- Bitcoin ETFs saw outflows of $804.8 million from August 27 to September 4.
- North Korean hackers are targeting crypto companies, impacting the stability of ETFs and investor confidence.
September was a tough month for the leading cryptocurrency, Bitcoin [BTC].
Not just Bitcoin struggled to break past the $60,000 mark, but Bitcoin Exchange Traded Funds (ETFs) have also faced major challenges.
In recent days, Bitcoin ETFs saw outflows of $804.8 million, sending shockwaves among investors and enthusiasts.
Of particular note was BlackRock’s iShares Bitcoin Trust ETF (IBIT), which has not attracted any inflows since August 27.
The fund had no inflows on many days, including August 27, 28, 30 and September 3, further fueling market concerns.
Are North Korean hackers to blame?
Amid these events, US authorities have warned of an imminent threat from North Korean hackers, specifically targeting crypto companies involved in the growing Bitcoin ETF market.
For context, North Korean hackers, specifically the Lazarus Group, have a well-established pattern of targeting cryptocurrency companies and platforms.

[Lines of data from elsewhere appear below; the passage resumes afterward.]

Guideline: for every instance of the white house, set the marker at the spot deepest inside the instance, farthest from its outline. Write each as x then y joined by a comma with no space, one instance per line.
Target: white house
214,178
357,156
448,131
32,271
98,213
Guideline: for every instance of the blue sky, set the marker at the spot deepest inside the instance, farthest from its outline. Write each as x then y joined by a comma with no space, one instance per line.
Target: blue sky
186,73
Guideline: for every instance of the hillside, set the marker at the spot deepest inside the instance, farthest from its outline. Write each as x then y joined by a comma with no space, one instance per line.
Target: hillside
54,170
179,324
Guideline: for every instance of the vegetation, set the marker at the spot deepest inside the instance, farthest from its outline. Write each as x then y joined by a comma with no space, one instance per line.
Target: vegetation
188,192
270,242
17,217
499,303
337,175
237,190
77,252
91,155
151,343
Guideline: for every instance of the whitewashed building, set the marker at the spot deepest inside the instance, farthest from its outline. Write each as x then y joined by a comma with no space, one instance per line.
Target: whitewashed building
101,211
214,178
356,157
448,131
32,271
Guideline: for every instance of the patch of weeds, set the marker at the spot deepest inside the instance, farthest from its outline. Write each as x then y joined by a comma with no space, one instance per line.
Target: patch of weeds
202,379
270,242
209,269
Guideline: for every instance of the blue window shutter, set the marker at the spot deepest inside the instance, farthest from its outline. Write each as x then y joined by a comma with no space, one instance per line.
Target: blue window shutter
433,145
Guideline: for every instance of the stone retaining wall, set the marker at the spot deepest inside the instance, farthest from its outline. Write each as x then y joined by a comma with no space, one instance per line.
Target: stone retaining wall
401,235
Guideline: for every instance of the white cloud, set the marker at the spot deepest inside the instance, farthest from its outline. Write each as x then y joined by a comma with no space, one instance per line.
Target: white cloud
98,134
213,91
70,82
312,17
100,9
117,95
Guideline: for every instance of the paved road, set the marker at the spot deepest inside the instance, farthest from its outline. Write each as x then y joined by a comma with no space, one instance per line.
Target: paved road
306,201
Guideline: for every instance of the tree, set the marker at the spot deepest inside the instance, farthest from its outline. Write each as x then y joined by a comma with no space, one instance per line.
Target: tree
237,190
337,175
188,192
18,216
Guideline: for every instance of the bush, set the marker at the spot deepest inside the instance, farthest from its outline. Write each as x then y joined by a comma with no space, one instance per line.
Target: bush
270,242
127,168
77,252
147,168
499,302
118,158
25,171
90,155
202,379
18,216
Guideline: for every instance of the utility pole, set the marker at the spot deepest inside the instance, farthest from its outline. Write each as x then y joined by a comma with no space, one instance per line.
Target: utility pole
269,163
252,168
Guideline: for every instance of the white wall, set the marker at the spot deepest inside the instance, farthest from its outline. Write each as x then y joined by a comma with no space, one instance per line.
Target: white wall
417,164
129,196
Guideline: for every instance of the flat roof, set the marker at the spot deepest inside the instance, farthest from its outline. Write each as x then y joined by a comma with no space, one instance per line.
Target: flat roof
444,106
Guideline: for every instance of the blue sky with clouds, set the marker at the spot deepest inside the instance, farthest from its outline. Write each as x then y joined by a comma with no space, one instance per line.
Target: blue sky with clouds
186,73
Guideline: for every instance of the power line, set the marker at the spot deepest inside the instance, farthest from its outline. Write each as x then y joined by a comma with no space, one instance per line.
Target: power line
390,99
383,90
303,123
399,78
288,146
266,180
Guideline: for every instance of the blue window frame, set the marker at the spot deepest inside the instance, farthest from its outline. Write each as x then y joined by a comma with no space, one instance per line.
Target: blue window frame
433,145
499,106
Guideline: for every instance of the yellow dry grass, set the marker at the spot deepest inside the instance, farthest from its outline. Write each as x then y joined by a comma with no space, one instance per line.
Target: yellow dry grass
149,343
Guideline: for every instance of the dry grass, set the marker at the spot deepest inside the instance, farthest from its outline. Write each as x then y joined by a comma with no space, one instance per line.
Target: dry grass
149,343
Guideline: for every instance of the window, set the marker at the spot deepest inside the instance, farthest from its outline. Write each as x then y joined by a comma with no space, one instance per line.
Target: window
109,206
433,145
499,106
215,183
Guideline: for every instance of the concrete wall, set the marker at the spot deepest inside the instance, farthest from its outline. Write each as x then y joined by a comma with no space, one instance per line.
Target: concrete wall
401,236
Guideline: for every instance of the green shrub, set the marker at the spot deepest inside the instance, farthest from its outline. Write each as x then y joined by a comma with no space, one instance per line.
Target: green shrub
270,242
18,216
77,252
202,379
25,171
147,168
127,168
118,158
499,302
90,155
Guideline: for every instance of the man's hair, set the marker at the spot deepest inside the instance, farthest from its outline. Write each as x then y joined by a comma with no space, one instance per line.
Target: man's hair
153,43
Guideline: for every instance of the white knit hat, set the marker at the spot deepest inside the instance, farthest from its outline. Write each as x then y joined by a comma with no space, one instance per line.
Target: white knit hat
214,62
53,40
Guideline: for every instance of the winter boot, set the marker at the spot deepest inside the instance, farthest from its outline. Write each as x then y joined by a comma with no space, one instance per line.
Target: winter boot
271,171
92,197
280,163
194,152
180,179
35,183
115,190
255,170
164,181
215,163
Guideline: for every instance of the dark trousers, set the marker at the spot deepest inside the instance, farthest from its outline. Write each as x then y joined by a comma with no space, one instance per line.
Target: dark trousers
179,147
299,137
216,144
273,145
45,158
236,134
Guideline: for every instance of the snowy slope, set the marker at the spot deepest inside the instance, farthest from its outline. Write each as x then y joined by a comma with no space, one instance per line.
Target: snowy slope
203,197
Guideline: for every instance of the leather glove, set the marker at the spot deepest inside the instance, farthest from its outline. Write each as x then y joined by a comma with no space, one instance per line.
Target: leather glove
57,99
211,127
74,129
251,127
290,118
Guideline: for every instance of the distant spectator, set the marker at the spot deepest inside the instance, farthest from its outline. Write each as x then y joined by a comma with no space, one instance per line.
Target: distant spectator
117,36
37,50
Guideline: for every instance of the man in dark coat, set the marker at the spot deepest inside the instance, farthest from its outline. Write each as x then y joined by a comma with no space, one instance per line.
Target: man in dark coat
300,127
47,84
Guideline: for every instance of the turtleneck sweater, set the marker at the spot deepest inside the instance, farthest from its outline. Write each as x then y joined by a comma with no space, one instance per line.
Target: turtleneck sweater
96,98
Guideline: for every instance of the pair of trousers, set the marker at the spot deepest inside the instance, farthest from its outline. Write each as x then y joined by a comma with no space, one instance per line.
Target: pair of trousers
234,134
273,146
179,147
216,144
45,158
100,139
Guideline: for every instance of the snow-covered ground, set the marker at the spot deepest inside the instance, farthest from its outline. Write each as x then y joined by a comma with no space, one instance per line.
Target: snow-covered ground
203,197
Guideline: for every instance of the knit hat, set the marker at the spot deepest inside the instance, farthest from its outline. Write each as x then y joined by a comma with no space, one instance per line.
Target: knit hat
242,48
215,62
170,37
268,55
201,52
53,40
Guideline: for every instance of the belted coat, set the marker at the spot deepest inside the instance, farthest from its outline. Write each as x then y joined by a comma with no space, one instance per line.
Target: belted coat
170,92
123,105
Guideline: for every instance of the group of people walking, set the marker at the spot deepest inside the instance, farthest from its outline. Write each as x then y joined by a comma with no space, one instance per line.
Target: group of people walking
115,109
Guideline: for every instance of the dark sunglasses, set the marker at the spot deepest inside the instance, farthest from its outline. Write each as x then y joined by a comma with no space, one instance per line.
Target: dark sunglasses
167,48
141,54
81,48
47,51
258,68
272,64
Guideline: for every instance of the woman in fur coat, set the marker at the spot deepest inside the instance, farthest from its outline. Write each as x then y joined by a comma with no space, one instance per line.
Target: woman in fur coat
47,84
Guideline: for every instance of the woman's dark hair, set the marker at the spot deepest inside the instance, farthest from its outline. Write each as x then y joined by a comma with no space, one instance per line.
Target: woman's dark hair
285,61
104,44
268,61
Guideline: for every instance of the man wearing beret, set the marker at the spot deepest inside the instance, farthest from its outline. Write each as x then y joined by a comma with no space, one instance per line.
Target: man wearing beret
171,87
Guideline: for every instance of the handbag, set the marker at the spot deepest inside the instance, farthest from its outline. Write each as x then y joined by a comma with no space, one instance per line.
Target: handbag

The The FBI revealed this that North Korean cybercriminals are focusing their efforts on employees of decentralized finance (DeFi) and cryptocurrency companies.
According to the announcement, these criminals use very “hard-to-detect social engineering campaigns.”
The warning has raised concerns about the long-term viability of the Bitcoin ETF space as it faces both financial and cybersecurity challenges.
The shift of IBIT investors
However, it is important to note that IBIT’s cumulative net inflows since its launch on January 11 approached $21 billion.
In fact, on July 22, IBIT experienced a significant inflow of half a billion dollars, the largest since March 13, according to SpotOnChain facts.
This shift highlights the ETF’s fluctuating appeal to investors over time, reflecting changing market dynamics and sentiment.
Ethereum ETF continues to outflow
Ethereum, on the other hand [ETH] ETFs have seen consistent outflows, with only short periods of inflows.
Comparing the same time frame used for Bitcoin ETFs – from August 27 to September 4 – ETH ETFs recorded outflows on August 27 and 29 and again on September 3 and 4.
On August 30 and September 2, the ETFs experienced no inflows.
The only notable inflow occurred on August 28, when ETH ETFs recorded a modest net inflow of $5.9 million, according to Farside Investors.
Similarly, BlackRock’s Ethereum ETF has experienced mostly zero flows in recent weeks, mirroring the trend seen in BlackRock’s Bitcoin ETF.
However, despite the recent turmoil, ETF analyst Eric Balchunas maintains a positive outlook, believing better days lie ahead.